Ultrasounds are a valuable tool in veterinary medicine – they allow veterinarians to gain priceless information often missed by other diagnostic methods in a noninvasive procedure. Because ultrasounds are noninvasive (they don’t require surgery), they are completely painless for your pet. The majority of patients don’t need anesthesia to remain comfortable, but a light sedative to promote relaxation may be administered depending on the pet’s demeanor and desired outcome of the ultrasound.
Ultrasounds work by directing high-frequency sound waves at internal organs. These waves bounce of the organs, producing an echo, which is converted into a visual image.
Types of Ultrasound:
- Abdominal ultrasounds – there are the most commonly performed ultrasound procedures. They are conducted in effort to diagnose gastrointestinal tract tumors, organ enlargement and pregnancy.

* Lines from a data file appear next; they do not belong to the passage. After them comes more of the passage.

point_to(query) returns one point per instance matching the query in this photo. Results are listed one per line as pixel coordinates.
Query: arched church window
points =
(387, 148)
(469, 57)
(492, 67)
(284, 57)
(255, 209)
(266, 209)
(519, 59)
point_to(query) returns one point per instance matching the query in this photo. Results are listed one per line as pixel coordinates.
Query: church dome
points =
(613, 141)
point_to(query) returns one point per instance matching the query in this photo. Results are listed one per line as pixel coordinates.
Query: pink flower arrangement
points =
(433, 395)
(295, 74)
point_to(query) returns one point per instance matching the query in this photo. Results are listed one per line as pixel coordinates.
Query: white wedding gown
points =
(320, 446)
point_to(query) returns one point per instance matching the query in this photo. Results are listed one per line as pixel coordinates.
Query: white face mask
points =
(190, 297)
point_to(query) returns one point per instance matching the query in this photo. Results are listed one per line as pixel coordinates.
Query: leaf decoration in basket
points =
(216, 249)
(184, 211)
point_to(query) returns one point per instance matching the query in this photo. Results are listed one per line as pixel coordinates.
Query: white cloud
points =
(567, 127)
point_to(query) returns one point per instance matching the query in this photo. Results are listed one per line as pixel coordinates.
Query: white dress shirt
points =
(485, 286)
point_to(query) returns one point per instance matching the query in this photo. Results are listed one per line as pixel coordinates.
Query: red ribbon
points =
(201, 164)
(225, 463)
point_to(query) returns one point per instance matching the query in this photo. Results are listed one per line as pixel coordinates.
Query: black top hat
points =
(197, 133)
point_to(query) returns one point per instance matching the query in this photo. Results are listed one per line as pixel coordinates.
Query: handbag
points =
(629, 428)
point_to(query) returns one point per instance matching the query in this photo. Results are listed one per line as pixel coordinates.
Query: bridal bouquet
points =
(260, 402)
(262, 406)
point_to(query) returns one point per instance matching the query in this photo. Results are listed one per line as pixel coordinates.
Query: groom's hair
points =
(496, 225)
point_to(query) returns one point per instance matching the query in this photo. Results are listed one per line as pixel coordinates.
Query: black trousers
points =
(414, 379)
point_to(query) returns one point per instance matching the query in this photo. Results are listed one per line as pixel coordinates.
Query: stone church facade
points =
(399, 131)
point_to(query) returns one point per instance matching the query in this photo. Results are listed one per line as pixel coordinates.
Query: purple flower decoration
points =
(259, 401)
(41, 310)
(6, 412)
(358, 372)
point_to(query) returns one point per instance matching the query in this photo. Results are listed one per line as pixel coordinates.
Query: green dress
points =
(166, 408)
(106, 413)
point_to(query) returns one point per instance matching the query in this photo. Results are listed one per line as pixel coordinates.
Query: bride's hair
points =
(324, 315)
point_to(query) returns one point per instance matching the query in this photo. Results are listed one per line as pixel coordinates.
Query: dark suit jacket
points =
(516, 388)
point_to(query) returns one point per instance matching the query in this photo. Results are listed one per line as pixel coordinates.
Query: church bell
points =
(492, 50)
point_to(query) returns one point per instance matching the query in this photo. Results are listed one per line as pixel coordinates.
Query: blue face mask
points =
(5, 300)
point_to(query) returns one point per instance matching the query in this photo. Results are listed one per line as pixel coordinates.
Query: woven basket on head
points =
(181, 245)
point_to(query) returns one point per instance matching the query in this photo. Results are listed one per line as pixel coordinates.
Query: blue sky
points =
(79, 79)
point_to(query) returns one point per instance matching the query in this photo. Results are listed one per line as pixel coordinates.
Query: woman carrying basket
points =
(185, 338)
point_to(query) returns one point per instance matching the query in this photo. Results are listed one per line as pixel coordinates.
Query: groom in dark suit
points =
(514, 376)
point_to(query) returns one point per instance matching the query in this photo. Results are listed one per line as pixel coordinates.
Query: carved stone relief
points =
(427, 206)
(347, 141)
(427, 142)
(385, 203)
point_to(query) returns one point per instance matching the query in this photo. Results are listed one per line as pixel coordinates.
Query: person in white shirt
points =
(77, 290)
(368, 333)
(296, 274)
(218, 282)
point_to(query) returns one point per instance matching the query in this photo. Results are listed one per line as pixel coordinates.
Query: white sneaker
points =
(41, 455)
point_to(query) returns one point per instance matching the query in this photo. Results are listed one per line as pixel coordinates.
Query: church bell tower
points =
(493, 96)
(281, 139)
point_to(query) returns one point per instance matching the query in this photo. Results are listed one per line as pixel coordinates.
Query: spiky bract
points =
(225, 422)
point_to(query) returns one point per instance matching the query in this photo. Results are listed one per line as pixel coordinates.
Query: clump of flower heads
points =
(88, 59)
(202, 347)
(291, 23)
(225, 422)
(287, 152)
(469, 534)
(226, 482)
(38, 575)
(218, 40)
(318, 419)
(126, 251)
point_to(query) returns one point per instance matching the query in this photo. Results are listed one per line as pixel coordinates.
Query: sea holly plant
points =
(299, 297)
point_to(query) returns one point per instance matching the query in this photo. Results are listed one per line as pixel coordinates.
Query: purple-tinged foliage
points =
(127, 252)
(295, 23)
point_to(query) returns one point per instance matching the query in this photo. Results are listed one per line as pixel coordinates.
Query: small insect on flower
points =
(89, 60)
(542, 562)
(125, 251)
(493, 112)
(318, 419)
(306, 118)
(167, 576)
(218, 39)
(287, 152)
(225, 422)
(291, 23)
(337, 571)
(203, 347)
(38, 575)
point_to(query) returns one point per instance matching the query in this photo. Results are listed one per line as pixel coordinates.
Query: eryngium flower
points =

During the ultrasound, veterinarians look for changes in the spleen, intestines, kidneys and surrounding organs. If the diagnosis cannot be confirmed by ultrasound, the vet may conduct other tests to rule out potential concerns.
- Echocardiogram – This procedure is very similar to an abdominal ultrasound. The difference is that this type of ultrasound is performed over the chest surface and helps diagnose heart abnormalities that could lead to congestive heart failure or cardiac arrest. Echocardiograms should be performed and read by licensed and trained specialists, as they are in our facility. These ultrasounds typically last half an hour and are recommended for pets genetically prone to heart diseases. Although these ultrasounds are performed in the chest area, they aren’t used to detect lung abnormalities. As the name suggests, echocardiograms are used to obtain images of the heart, measuring dimensions and blood flow.